The evidence is indisputable: the mind that wants to know the truth of something, and that's willing to do the work required for such a discovery, will inevitably find that for which it is searching; our highest aspirations are reflections of unrealized possibilities. All scripture, from the East to the West, confirms this timeless truth: We need only ask, and it shall be given.
But the real question before us isn't how these individuals came to make their discoveries. We already know that the birth of all things great and true requires discipline, patience, and sacrifice. Rather, what we wish to know is where did they find this elevated understanding? In what place are we to seek and search for the timeless laws that alone reveal, and then release us from, our former limitations?
The answer is surprising at first glance, but ultimately the most freeing discovery one can make: Within each and every one of us already dwells everything that will ever be known; all powers, all possibilities, are a part of our own sacred birthright. This passage from the book of Ecclesiastes adds an important dimension to this idea: "What has been will be again, what has been done will be done again; there is nothing new under the sun."
At first, it may be difficult to even imagine such an idea - that within us already dwells all that will ever be. But we mustn't ignore this possibility. We can observe that within the acorn already dwells the mighty oak, and the butterfly is the caterpillar from which it emerges. The implication of these discoveries is staggering, and the promise hidden within them, even greater!
So let's look at a common life situation - something we've all gone through - to shed more light on these last ideas.
All of us know what it's like to be dogged by parts of us that want to drag us down. Call it what you will: some compulsion or obsession seems to follow us into all our relationships, only to wreck them in one way or another. We struggle as best we can to free ourselves from these dark states but invariably find ourselves short of the mark. Slowly but surely, one thing becomes clear: we start to see that calling upon who and what we have been to save us from our suffering is like asking a windstorm to neatly pile our autumn leaves. So, without giving up, we begin to open our eyes to the truth of our condition and, somewhere in the midst of our misery, we suddenly see our lives in a new kind of light. In this new awareness, a whole new order of self-understanding dawns; and, as it does, our old dark sense of self departs, taking its suffering along with it.

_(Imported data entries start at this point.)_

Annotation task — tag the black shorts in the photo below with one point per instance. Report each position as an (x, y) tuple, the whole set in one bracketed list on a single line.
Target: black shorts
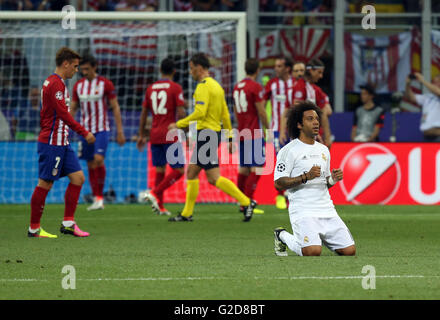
[(205, 152)]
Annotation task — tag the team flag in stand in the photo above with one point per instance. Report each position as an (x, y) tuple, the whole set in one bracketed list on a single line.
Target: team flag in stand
[(303, 44), (383, 61)]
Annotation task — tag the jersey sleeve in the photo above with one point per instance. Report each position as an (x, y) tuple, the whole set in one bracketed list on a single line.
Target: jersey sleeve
[(201, 101), (75, 97), (284, 165), (320, 98), (380, 119), (226, 118), (267, 90), (180, 101), (109, 90), (55, 97), (420, 98), (258, 92), (299, 92), (327, 172), (146, 102), (355, 118)]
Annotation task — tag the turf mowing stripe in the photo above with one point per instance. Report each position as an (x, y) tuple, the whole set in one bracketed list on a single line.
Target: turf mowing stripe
[(215, 278)]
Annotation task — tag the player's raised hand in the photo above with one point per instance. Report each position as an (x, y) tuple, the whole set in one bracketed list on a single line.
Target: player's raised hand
[(90, 138), (337, 175), (313, 173), (141, 142), (172, 126)]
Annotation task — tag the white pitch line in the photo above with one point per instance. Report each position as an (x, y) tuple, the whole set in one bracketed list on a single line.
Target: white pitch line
[(231, 279)]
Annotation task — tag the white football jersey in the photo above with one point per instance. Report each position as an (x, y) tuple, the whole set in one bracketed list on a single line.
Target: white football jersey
[(311, 198)]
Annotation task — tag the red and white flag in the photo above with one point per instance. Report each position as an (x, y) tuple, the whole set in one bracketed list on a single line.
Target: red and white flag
[(125, 45), (304, 44), (383, 61)]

In these healing moments, where we seem to awaken from a bad dream, there comes a new understanding of something we've always known but had somehow forgotten! Revelations like these can mean only one thing: all that we need to grow beyond who we currently are is already a part of our true nature.
Sharing in the divine fullness is such that it makes whoever achieves it ever greater, more illimitable, so as never to cease growing. Because the spring of all reality flows ceaselessly, the being of anyone who shares in it is increased in grandeur by all that springs up within, so that the capacity for receiving grows along with the abundance of good gifts received.
--Gregory of nyssa (335-c. 394, Caesarea, Cappadocia)
We invent nothing. We borrow and recreate. We uncover and discover. All has been given...we have only to open our eyes and our hearts to become one with that which is.